Mère Ubu. — Oh ! voilà du joli, Père Ubu, vous eſtes un fort grand voyou.
Père Ubu. — Que ne vous aſſom’je, Mère Ubu !
Mère Ubu. — Ce n’eſt pas moi, Père Ubu, c’eſt un autre qu’il faudrait aſſaſſiner.
Père Ubu. — De par ma chandelle verte, je ne comprends pas.
Mère Ubu. — Comment, Père Ubu, vous eſtes content de votre sort ?
Père Ubu. — De par ma chandelle verte, merdre, madame, certes oui, je suis content. On le serait à moins : capitaine de dragons, officier de confiance du roi Venceſlas, décoré de l’ordre de l’Aigle Rouge de Pologne et ancien roi d’Aragon, que voulez-vous de mieux ?
Mère Ubu. — Comment ! Après avoir été roi d’Aragon vous vous contentez de mener aux revues une cinquantaine d’eſtafiers armés de coupe-choux, quand vous pourriez faire ſuccéder sur votre fiole la couronne de Pologne à celle d’Aragon ?
Père Ubu. — Ah ! Mère Ubu, je ne comprends rien de ce que tu dis.
Mère Ubu. — Tu es si bête !
Père Ubu. — De par ma chandelle verte, le roi Venceſlas eſt encore bien vivant ; et même en admettant qu’il meure, n’a-t-il pas des légions d’enfants ?
Mère Ubu. — Qui t’empêche de maſſacrer toute la famille et de te mettre à leur place ?
Père Ubu. — Ah ! Mère Ubu, vous me faites injure et vous allez paſſer tout à l’heure par la caſſerole.

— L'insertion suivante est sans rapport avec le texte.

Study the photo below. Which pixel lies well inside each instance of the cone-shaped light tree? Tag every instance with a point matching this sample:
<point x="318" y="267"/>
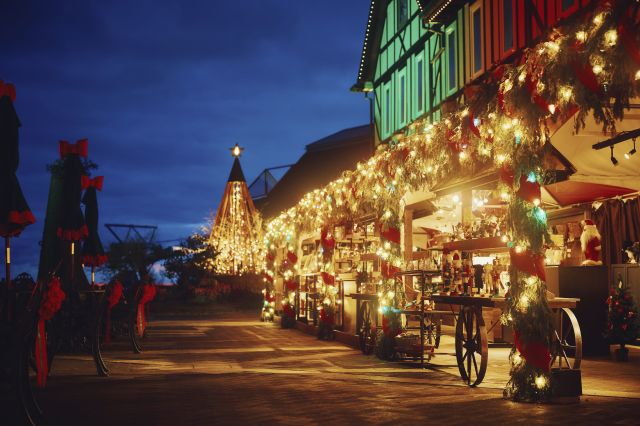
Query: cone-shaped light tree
<point x="236" y="232"/>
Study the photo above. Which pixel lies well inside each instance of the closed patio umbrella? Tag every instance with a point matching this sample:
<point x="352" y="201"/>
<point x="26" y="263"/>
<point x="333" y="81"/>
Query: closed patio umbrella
<point x="15" y="214"/>
<point x="92" y="249"/>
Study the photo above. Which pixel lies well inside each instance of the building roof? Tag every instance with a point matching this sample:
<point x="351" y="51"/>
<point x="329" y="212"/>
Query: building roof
<point x="323" y="161"/>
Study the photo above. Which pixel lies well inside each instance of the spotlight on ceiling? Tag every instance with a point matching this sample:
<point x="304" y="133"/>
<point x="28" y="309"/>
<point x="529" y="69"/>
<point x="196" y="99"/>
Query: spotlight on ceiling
<point x="633" y="150"/>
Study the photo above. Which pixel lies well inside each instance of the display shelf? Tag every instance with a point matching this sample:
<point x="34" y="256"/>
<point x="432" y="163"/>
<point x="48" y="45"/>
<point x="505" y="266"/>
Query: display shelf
<point x="486" y="245"/>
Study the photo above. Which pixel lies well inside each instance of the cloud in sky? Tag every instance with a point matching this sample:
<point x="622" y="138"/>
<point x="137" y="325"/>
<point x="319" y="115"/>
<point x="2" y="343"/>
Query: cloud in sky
<point x="162" y="89"/>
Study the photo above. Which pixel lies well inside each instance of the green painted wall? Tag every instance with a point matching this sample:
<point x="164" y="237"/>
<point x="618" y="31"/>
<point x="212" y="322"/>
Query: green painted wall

Mère Ubu. — Eh ! pauvre malheureux, ſi je paſſais par la caſſerole, qui te raccommoderait tes fonds de culotte ?
Père Ubu. — Eh vraiment ! et puis après ? N’ai-je pas un cul comme les autres ?

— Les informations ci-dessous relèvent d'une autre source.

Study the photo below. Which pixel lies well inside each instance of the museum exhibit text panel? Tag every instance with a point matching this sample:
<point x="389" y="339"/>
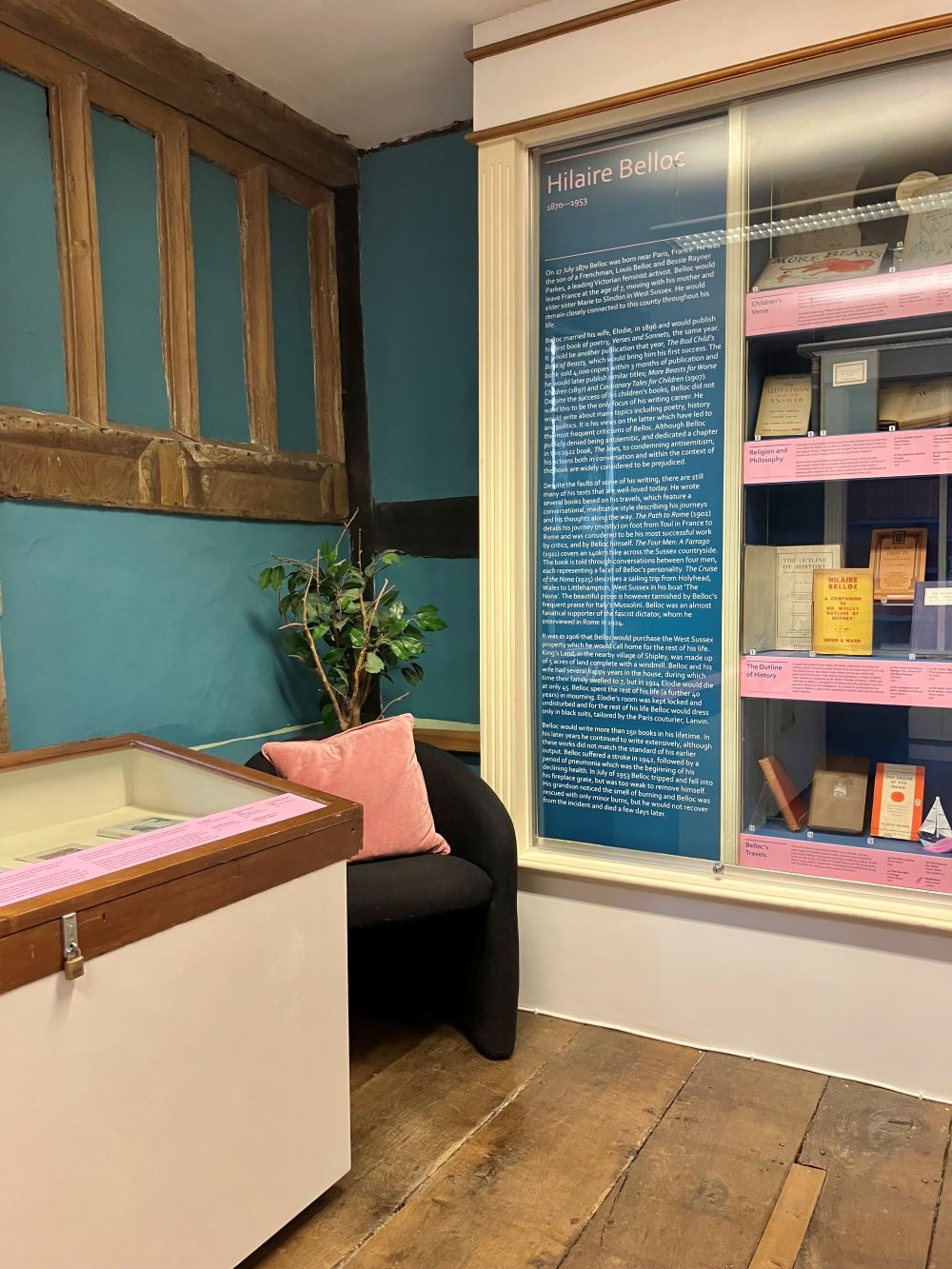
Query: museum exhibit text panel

Mère Ubu. — À ta place, ce cul, je voudrais l’inſtaller sur un trône. Tu pourrais augmenter indéfiniment tes richeſſes, manger fort ſouvent de l’andouille et rouler carroſſe par les rues.
Père Ubu. — Si j’étais roi, je me ferais conſtruire une grande capeline comme celle que j’avais en Aragon et que ces gredins d’Eſpagnols m’ont impudemment volée.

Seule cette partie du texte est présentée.